同社はこうした課題を踏まえ、クラウド型SFA導入の準備を進めており、2016年9月、アイ・エム・エス・ジャパン株式会社から提案され導入したDr.Sumと、iPadに対応した集計レポーティングツール「Dr.Sum Datalizer Expert」により、課題解決に至ったとのこと。
当初はユーザーがとまどわないよう、最低限必要なデータ、例えば、「納入明細速報」「期間販売データ」「担当者別計画推移」など、基本パターンとなるビューをいくつか定義しておき、そこに各自が思い思いの条件を付加しながら分析を進めていける仕組みづくりに注力。
その後、各MRからの要望で「処方元別データ」「新規ターゲット先データ」「累計達成率ランク」「新規採用先フラグ」「前年販売減少先」などのビューを追加し、他社販売データも取り込みながら、現在では、全国に約120名いるMRのほぼ全員がiPadでDr.Sumを利用するようになったとした。

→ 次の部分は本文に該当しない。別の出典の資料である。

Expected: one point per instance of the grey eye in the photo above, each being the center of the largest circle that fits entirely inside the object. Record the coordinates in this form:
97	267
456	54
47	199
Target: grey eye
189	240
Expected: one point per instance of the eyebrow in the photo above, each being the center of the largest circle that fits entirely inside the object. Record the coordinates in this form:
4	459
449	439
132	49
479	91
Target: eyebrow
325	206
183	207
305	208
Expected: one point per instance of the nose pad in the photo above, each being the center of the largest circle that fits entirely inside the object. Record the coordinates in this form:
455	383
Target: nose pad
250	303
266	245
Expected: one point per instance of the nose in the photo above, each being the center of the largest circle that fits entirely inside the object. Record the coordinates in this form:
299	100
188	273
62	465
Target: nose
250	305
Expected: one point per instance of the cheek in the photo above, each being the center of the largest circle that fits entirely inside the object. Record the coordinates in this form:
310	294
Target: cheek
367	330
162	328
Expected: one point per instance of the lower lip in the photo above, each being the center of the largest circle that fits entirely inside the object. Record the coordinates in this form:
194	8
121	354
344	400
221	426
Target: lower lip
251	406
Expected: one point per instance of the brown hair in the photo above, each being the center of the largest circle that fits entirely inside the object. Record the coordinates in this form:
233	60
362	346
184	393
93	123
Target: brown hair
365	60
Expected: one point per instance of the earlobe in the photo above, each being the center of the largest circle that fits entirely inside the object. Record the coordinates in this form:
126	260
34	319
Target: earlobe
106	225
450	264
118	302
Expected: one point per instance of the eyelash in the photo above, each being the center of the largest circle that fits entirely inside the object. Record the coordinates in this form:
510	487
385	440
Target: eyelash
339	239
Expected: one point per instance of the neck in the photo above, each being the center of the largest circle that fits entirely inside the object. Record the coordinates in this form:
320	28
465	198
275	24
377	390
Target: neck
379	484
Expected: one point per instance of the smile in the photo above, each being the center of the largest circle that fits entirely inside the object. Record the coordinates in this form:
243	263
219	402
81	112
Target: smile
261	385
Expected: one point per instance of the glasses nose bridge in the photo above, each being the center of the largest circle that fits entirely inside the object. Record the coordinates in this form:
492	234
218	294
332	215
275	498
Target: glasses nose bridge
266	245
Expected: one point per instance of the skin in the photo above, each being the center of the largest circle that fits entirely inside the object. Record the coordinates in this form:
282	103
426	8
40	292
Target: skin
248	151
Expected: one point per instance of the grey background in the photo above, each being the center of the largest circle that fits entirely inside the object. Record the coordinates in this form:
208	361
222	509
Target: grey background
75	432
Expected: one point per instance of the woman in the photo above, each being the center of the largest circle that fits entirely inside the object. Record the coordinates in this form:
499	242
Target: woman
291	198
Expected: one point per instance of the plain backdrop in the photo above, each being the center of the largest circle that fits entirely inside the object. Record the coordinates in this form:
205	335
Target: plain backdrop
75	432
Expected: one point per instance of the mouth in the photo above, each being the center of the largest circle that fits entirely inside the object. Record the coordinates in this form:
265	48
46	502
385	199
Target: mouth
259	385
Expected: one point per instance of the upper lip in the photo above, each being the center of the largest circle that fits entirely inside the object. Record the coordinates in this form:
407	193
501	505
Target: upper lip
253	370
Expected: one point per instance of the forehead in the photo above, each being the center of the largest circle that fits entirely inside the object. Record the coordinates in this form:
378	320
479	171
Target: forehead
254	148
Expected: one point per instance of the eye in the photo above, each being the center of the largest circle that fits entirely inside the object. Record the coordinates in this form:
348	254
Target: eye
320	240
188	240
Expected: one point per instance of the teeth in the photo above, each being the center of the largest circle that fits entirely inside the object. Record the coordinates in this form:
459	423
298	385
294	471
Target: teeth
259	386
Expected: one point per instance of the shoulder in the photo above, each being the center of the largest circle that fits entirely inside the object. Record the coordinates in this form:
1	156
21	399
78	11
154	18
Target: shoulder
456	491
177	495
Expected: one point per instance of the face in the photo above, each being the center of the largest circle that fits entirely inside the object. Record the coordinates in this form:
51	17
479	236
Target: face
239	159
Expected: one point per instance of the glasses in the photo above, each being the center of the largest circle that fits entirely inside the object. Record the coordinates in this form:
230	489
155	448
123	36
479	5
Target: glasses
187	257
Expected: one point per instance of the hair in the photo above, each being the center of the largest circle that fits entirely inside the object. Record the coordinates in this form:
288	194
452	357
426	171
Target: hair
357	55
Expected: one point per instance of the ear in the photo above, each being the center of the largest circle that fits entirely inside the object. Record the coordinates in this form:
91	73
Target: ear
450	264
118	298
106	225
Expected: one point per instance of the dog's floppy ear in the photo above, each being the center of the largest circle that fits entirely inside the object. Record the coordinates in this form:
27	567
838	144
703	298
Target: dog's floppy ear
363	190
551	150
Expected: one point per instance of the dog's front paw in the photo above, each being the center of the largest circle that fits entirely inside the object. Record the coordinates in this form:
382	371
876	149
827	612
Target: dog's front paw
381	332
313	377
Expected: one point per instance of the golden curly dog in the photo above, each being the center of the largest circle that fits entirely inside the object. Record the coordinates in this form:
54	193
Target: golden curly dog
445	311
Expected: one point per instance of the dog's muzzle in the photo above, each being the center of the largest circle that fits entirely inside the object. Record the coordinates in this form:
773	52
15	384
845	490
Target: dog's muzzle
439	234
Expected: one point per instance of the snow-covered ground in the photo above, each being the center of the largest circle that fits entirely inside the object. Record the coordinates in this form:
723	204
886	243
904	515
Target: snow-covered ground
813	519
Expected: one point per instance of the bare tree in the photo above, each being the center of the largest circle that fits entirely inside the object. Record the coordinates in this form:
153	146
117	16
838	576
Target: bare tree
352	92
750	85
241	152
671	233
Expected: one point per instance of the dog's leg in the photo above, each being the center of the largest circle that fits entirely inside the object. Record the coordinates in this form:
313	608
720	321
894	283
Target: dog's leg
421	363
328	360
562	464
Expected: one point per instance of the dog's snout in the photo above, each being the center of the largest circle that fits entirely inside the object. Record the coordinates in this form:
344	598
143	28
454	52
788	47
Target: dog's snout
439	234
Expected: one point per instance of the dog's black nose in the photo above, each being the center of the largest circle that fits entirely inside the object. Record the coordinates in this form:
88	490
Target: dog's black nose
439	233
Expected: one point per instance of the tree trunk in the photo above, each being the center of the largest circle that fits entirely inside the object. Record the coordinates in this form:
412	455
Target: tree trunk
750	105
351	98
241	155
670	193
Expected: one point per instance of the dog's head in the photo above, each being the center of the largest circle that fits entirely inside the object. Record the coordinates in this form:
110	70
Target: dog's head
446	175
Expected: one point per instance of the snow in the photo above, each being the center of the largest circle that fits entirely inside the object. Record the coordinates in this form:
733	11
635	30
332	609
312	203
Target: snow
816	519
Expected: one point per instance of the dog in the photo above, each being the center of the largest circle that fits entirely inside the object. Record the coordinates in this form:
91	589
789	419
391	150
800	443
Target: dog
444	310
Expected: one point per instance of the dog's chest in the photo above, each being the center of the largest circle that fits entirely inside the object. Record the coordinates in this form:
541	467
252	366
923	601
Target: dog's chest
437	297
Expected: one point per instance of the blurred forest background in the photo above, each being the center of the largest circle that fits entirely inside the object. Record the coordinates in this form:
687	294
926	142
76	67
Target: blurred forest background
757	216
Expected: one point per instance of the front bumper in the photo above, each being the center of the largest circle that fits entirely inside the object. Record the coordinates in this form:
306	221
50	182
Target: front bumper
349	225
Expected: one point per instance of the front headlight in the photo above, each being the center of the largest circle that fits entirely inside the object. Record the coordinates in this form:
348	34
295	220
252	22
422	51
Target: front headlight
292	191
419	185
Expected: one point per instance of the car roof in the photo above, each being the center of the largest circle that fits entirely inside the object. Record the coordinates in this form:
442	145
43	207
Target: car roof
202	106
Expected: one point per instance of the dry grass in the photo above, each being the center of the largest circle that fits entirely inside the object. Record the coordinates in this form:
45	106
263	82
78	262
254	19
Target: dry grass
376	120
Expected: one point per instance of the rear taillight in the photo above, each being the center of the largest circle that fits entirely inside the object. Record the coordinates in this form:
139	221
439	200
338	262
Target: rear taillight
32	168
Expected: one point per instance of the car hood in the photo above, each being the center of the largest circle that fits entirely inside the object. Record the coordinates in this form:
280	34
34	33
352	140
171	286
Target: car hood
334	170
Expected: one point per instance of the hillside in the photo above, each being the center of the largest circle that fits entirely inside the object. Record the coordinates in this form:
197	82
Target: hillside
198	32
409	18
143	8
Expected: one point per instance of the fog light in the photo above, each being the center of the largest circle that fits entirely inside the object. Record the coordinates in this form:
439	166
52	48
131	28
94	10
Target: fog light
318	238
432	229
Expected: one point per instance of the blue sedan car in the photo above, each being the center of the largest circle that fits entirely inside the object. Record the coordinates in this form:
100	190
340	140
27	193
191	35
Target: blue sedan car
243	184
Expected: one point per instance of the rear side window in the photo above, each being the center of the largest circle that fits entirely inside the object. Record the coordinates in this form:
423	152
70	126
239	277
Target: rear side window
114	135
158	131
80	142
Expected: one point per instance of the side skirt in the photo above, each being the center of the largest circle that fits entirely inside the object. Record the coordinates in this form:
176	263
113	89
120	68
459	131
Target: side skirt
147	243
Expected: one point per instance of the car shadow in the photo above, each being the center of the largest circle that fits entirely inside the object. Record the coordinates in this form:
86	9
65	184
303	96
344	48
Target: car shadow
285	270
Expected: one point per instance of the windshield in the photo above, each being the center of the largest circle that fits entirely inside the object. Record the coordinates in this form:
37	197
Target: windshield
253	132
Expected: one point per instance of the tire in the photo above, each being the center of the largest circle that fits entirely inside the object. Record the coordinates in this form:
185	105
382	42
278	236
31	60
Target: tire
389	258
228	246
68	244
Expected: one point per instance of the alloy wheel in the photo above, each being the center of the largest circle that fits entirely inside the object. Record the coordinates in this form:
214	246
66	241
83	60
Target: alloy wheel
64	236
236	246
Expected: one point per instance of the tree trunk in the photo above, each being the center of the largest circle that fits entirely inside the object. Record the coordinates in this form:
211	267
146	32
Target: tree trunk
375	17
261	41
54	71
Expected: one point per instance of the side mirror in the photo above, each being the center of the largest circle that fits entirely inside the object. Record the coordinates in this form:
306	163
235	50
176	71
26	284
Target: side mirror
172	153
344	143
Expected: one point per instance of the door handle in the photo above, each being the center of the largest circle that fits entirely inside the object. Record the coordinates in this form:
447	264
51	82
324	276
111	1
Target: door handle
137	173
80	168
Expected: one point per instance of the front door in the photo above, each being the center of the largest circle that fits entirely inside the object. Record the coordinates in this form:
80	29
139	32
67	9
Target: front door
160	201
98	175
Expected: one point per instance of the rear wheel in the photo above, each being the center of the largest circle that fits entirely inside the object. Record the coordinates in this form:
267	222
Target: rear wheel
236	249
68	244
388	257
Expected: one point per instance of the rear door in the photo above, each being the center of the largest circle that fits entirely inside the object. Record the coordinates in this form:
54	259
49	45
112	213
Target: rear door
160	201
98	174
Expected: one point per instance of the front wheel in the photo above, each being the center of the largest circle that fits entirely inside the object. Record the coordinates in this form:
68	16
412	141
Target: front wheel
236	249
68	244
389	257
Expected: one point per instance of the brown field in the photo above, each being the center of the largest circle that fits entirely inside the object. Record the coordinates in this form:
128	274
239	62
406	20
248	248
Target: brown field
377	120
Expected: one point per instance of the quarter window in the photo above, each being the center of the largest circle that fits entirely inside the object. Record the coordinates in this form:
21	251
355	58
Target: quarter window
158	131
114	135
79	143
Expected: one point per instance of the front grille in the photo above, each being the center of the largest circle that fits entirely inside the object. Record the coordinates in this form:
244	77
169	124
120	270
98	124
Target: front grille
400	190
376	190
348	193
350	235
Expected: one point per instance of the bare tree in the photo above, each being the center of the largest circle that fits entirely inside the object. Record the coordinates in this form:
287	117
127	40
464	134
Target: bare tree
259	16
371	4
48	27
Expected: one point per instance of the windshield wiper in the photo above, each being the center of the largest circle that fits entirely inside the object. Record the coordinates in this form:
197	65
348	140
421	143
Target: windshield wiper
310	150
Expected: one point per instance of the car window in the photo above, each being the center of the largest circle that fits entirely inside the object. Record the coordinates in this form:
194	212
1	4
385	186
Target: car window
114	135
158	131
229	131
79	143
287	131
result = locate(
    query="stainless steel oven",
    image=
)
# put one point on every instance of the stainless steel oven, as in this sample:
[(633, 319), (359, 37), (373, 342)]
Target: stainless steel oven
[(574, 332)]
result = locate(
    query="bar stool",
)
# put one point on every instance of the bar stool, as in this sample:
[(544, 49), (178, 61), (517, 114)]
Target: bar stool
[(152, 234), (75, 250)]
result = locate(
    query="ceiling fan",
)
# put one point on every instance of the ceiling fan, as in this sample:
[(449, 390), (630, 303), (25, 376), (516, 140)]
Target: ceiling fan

これにより、リアルタイムに近い鮮度の高いデータを取得できるようになったことに加え、情報システム室に依頼してホストから実績データを抽出してもらい、それを営業本部の担当者が集計・加工し、レポートとして各支店に配信する、といった面倒な作業も省略できたという。さらにDr.Sumでは、MRから要望を受けて新しいビューを定義する場合でも、作業が数分で完了するため、情報システム室の負担を軽減できるとしている。
なお三笠製薬では今後、現在は併用しているホストシステムをできる限り早期にクローズし、販売データの管理や分析を「Dr.Sum」に一本化する方針。あわせて、各MRが各支店・全社の中で自分の実績を比較・確認したり、好成績を上げているMRの行動を学んだりできる仕組みを充実させるなど、より多くの“気づき”を得られるシステムに発展させていく計画だ。